By using computer algebra system(such as Macaulay 2 or Magma) we can also compute their Hilbert series and so the Hilbert numerator. If we do the computation then both  varieties have basically same numerator, which suggests that both idels have the same(kind of) free resolution. 
This raises the question whether  Gr(3,6) is a linear section of Gr(2,7) or not.?   
 A: There is a theorem of Fujita saying that Grassmannian is never a hyperplane section of a smooth variety unless it is $P^n$ or $Gr(2,4)$.
A: I don't know whether the ideals have the same kind of free resolutions, but $Gr(3,6)$ is definitely not a hyperplane section of $Gr(2,7)$. Otherwise, their $H^{\leq 8}$ would be the same by the Lefschetz hyperplane theorem. However, $H^6(Gr(3,6))$ is 3-dimensional and is spanned by $c_1^3, c_1c_2$ and $c_3$, and $H^6(Gr(2,7))$ is 2-dimensional: it is spanned by $c_1^3$ and $c_1c_2$. Here $c_i$'s are the Chern classes of the respective tautological bundles.
A: EDIT: The following idea doesn't work, for kind of obvious reasons (see the comments).

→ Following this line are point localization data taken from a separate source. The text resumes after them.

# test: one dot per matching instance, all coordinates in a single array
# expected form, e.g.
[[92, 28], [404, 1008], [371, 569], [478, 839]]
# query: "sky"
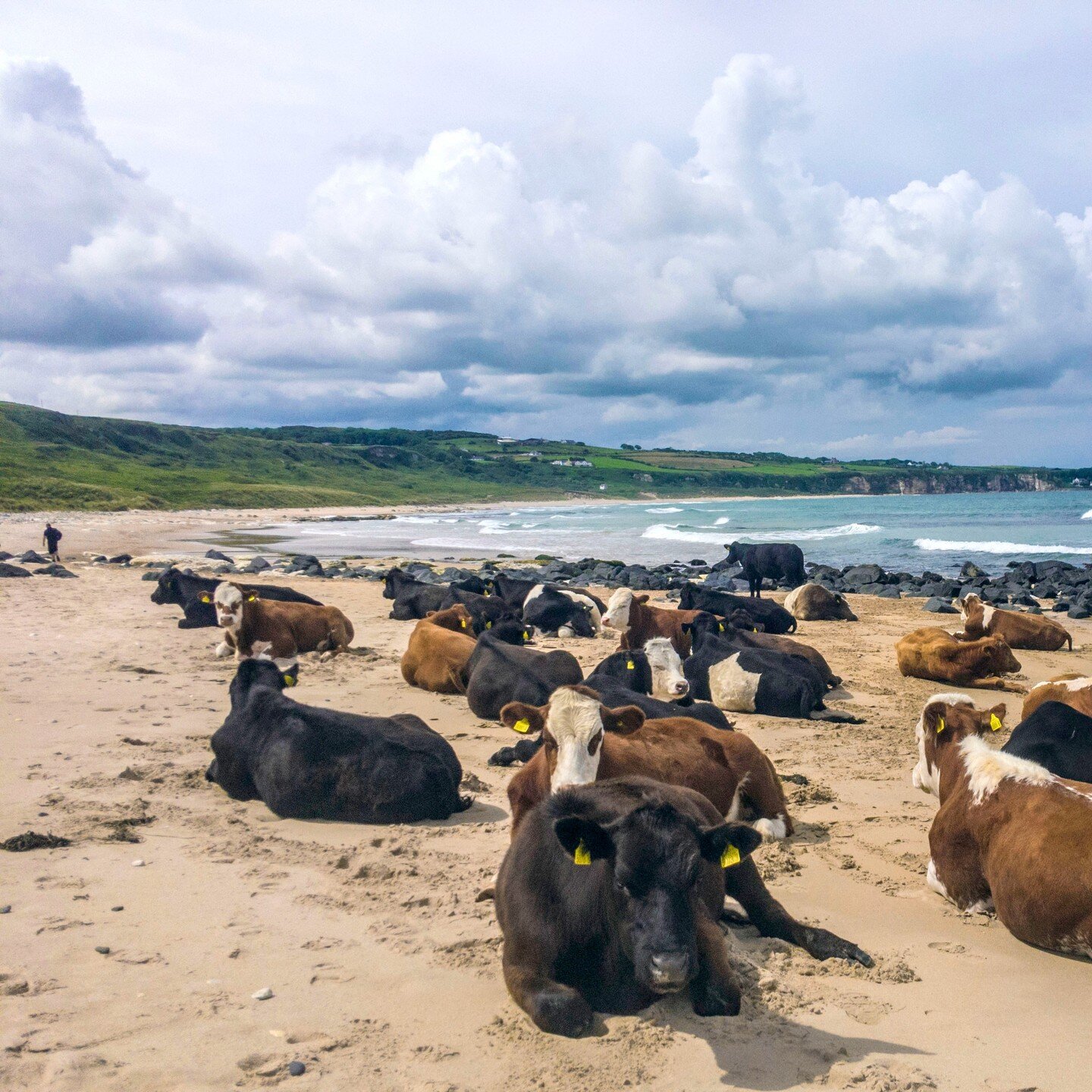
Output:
[[853, 230]]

As other answers have pointed out, the answer to the original question is no.  However, taking up the idea from David Speyer's comment, both $Gr(3,6)$ and the Schubert divisor $\Delta$ in $Gr(2,7)$ are linear sections of $Gr(3,8)$, by linear subspaces of the same dimension.  Specifically, as Schubert varieties inside $Gr(3,8)$, $$Gr(3,6) = \Omega_{(2,2,2)}$$ and $$\Delta = \Omega_{(5,1)}.$$  (I'm using notation where $\Omega_\lambda$ has codimension $|\lambda|$, for $\lambda$ a partition inside the $3 \times (8-3)$ rectangle.)  One checks that these two Schubert varieties are both defined by the vanishing of 36 Plücker coordinates (on $Gr(3,8)$).  
Taking any curve in the Grassmannian of codimension-36 subspaces inside ${\Bbb P}^N$, where $N = \binom{8}{3}-1$, connecting the two linear spaces cutting out $Gr(3,6)$ and $\Delta$, you should get a flat family having these two as fibers, explaining why they have the same Hilbert polynomial.